Sections were processed using the indirect immunoperoxidase method for demonstrating metallothioneins (MTs). Briefly, sections were deparaffinized and rehydrated. After blocking endogenous peroxidase with 0.3% hydrogen peroxide in PBS, sections were incubated overnight at 4 °C using a 1:100 dilution of the primary antibody E9 produced against a conserved epitope shared by both MT-1 and MT-2 isoforms (Dako, Copenhagen, Denmark). Sections were washed in PBS and incubated for 1 h with a peroxidase-conjugated goat-anti-mouse IgG (diluition 1:100; Sigma, St. Louis, MO, USA). Peroxidase activity was localized as described above.

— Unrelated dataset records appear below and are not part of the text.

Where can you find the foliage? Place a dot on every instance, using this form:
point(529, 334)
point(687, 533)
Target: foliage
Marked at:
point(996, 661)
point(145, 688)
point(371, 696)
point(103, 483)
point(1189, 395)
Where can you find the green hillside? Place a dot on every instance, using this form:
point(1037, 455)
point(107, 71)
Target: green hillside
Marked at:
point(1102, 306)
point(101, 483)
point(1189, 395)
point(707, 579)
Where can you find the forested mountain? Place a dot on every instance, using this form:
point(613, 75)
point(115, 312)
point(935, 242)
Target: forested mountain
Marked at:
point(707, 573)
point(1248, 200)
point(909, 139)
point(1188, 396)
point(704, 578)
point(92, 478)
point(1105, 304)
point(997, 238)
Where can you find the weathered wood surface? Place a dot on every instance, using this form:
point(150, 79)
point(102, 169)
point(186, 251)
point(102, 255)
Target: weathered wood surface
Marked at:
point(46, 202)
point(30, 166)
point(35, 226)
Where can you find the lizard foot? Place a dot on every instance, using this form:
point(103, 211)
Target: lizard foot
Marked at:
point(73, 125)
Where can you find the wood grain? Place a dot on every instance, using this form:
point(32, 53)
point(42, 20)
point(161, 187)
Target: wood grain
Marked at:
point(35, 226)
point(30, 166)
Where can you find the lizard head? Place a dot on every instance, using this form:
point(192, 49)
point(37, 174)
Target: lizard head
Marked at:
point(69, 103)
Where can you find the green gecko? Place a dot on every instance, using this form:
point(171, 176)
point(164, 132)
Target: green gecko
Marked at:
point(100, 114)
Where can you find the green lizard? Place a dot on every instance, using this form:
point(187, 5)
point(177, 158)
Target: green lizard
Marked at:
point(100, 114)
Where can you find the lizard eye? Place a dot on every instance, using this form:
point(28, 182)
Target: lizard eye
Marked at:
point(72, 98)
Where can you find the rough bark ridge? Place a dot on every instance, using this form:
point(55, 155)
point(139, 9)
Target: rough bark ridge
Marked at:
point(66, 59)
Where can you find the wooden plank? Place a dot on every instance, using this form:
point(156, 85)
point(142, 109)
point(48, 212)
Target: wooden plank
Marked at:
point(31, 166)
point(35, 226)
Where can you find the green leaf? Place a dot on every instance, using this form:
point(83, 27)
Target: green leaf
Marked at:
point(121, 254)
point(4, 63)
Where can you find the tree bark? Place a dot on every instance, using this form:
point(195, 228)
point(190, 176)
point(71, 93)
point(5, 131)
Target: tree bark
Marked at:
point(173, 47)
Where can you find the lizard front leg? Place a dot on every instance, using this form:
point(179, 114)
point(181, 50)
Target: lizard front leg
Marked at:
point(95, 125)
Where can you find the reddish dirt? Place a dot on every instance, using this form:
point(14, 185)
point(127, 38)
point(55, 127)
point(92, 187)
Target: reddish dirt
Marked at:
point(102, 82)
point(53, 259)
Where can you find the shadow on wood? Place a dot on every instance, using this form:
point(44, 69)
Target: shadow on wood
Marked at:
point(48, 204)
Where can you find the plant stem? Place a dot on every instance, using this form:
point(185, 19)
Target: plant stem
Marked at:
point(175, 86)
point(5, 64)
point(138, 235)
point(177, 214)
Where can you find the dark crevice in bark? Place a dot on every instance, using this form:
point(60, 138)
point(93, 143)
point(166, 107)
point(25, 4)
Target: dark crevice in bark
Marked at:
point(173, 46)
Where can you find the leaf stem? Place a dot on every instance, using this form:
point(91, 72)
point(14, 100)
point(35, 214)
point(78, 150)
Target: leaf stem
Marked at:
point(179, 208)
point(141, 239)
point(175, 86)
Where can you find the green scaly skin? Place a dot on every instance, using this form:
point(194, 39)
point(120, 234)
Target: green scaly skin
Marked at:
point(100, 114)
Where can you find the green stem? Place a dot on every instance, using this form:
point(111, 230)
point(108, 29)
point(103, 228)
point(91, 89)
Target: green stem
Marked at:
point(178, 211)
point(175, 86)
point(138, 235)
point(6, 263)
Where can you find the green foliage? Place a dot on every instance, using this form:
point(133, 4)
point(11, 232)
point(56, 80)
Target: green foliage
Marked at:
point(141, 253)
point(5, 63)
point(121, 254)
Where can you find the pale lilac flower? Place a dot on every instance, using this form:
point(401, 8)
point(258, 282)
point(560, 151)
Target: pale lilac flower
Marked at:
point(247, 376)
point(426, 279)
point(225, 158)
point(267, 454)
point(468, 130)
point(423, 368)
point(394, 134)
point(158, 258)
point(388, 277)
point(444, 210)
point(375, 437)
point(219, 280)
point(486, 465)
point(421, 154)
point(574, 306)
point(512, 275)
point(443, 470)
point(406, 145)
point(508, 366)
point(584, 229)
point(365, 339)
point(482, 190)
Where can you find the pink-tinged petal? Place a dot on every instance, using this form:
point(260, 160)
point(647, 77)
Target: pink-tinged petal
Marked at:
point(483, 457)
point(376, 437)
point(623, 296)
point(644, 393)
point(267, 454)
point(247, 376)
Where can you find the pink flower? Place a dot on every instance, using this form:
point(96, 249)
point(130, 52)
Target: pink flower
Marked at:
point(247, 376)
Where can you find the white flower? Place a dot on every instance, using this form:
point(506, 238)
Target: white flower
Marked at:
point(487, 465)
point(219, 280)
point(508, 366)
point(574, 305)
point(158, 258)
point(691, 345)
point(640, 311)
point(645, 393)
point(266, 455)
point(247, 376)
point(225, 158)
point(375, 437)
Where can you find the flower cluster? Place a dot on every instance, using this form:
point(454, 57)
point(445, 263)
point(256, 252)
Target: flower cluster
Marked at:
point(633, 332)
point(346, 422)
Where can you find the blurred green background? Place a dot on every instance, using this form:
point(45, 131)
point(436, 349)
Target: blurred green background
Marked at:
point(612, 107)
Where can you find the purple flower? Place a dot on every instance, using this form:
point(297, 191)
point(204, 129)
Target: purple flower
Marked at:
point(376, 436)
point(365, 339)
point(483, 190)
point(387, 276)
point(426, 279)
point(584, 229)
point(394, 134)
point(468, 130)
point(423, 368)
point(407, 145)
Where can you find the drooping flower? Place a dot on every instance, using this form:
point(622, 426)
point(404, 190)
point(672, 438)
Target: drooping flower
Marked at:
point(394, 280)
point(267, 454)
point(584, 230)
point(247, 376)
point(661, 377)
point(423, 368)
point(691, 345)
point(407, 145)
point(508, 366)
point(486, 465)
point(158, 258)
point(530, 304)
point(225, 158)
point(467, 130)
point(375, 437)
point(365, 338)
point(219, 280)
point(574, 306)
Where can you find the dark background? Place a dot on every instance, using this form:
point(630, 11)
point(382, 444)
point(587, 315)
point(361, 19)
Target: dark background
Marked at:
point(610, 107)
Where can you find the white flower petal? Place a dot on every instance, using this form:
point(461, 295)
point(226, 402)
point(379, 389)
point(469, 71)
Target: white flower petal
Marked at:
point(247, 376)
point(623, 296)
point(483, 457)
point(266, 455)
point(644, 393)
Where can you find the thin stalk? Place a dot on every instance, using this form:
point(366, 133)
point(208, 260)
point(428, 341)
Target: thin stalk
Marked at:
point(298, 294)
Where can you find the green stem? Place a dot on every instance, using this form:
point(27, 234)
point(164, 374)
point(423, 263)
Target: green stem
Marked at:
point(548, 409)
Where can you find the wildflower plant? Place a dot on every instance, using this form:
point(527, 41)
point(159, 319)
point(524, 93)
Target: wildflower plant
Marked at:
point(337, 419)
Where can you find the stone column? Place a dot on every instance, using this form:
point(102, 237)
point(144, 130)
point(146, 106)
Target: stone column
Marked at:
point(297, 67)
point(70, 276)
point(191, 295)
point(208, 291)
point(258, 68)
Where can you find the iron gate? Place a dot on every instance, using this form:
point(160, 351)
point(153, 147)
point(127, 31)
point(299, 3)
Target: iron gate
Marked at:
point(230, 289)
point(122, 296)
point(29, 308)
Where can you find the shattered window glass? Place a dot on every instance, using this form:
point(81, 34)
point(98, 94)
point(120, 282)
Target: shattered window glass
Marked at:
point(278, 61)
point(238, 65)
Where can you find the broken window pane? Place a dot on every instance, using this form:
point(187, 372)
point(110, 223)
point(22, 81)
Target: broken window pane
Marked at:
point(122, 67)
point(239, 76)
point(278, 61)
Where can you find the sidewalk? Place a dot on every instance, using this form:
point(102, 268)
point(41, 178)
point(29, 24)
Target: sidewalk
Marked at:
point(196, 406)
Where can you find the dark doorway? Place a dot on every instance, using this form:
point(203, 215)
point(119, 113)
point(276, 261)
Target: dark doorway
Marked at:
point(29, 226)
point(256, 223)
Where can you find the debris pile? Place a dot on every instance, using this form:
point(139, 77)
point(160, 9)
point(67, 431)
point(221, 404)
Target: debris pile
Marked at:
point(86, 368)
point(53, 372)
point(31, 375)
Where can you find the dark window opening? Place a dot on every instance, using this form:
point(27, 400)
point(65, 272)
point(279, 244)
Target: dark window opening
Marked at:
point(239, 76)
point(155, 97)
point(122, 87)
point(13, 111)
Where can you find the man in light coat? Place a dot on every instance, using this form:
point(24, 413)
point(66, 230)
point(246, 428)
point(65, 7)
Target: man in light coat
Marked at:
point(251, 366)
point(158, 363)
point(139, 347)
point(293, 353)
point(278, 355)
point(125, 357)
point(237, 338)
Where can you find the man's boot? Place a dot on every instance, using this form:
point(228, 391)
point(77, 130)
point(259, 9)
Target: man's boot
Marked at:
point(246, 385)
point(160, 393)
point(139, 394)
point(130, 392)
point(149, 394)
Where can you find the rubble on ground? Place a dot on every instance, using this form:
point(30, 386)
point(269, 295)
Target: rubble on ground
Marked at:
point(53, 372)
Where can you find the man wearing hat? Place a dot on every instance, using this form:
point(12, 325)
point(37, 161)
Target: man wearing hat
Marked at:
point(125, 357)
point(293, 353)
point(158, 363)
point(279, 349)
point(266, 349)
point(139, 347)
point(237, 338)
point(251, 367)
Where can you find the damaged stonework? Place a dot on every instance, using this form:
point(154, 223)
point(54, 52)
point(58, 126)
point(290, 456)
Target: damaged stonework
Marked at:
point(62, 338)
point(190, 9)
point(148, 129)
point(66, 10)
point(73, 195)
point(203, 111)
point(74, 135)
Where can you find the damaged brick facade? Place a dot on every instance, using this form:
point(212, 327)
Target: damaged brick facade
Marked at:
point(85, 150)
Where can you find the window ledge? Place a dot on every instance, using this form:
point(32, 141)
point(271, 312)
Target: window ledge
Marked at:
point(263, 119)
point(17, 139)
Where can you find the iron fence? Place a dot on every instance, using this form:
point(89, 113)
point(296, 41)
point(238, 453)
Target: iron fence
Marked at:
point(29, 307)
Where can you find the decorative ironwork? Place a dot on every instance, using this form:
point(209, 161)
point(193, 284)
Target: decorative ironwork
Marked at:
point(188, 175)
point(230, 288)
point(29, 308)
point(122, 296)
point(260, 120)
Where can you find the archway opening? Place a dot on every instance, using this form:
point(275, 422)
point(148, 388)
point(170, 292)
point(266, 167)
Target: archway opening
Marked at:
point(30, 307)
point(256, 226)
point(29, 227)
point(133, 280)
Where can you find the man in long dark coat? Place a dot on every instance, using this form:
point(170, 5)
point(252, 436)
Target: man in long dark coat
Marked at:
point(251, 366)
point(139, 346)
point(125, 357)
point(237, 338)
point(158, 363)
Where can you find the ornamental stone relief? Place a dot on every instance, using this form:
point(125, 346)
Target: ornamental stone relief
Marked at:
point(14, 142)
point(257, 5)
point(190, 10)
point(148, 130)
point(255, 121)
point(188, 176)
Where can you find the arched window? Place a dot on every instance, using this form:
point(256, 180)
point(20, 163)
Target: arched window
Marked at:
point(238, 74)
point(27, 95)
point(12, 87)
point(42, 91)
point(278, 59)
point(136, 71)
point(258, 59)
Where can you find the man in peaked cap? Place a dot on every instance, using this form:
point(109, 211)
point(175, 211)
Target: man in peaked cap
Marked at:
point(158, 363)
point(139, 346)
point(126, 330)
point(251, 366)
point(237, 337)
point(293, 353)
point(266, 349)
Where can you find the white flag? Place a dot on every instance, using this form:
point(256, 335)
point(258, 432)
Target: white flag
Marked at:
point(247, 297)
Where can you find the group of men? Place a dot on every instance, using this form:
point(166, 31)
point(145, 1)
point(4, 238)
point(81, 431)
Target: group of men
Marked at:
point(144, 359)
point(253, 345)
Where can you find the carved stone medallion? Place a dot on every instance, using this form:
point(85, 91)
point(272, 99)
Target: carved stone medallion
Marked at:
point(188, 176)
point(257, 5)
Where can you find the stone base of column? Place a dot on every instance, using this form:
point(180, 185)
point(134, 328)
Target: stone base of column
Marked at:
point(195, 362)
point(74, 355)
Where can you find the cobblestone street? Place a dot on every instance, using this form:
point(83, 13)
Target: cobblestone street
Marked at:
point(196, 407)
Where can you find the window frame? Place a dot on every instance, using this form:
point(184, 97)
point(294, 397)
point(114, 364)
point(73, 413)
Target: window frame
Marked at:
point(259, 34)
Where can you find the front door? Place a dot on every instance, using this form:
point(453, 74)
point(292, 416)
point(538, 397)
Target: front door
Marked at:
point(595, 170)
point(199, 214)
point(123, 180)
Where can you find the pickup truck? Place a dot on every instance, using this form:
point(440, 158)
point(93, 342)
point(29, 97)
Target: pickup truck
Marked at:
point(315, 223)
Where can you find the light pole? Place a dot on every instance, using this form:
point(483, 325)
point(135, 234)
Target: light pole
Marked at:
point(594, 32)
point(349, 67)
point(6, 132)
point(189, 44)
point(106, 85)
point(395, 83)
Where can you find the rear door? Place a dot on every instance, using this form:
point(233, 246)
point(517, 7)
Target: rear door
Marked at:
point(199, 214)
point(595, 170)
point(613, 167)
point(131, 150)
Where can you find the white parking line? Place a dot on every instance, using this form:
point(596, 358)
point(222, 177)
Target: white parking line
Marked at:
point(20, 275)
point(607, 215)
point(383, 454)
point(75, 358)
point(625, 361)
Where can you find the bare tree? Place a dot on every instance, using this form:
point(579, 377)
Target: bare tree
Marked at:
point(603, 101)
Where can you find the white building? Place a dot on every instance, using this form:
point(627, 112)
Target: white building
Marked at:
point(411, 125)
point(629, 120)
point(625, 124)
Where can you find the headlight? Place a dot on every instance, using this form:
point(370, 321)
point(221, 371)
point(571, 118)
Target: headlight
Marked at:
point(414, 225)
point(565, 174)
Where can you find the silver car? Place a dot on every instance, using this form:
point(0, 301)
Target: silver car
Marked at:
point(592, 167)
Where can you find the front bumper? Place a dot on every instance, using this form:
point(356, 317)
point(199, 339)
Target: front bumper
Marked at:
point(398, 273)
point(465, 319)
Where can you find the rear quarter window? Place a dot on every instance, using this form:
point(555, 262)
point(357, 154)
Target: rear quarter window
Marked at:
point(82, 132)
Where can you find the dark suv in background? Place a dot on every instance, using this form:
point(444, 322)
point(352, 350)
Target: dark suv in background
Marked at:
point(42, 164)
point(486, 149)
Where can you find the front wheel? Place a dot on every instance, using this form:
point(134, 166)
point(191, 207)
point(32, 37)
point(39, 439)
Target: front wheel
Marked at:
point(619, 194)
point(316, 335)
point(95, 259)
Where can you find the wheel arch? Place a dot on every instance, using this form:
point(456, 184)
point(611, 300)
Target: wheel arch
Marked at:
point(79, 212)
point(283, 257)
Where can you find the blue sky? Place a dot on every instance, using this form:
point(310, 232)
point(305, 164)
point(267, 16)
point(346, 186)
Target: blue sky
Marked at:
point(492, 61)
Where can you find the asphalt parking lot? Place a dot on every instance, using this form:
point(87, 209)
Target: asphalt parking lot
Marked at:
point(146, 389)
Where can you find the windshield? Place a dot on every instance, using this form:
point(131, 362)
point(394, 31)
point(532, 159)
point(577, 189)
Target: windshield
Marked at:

Specificity of immunostaining was verified by replacing the primary antibody by nonimmune goat serum or PBS.

In mouse fetuses at stage 14–15 dpc, centripetal growth of the aortico-pulmonary septum (formerly called spiral septum) allowed it to reach both the atrioventricular and the interventricular septum and to fuse to them; separation of aorta from the pulmonary artery was completed, and semilunar valve leaflets were being formed.

At this stage (14.5 dpc), the region in the middle of the septum showed a large number of apoptotic cells as demonstrated with the TUNEL reaction. Microscopical analysis of the areas of cell death showed wide fenestrations, due to the confluence of intercellular spaces caused by cell depletion; remnants of apoptotic cells were often found at their periphery.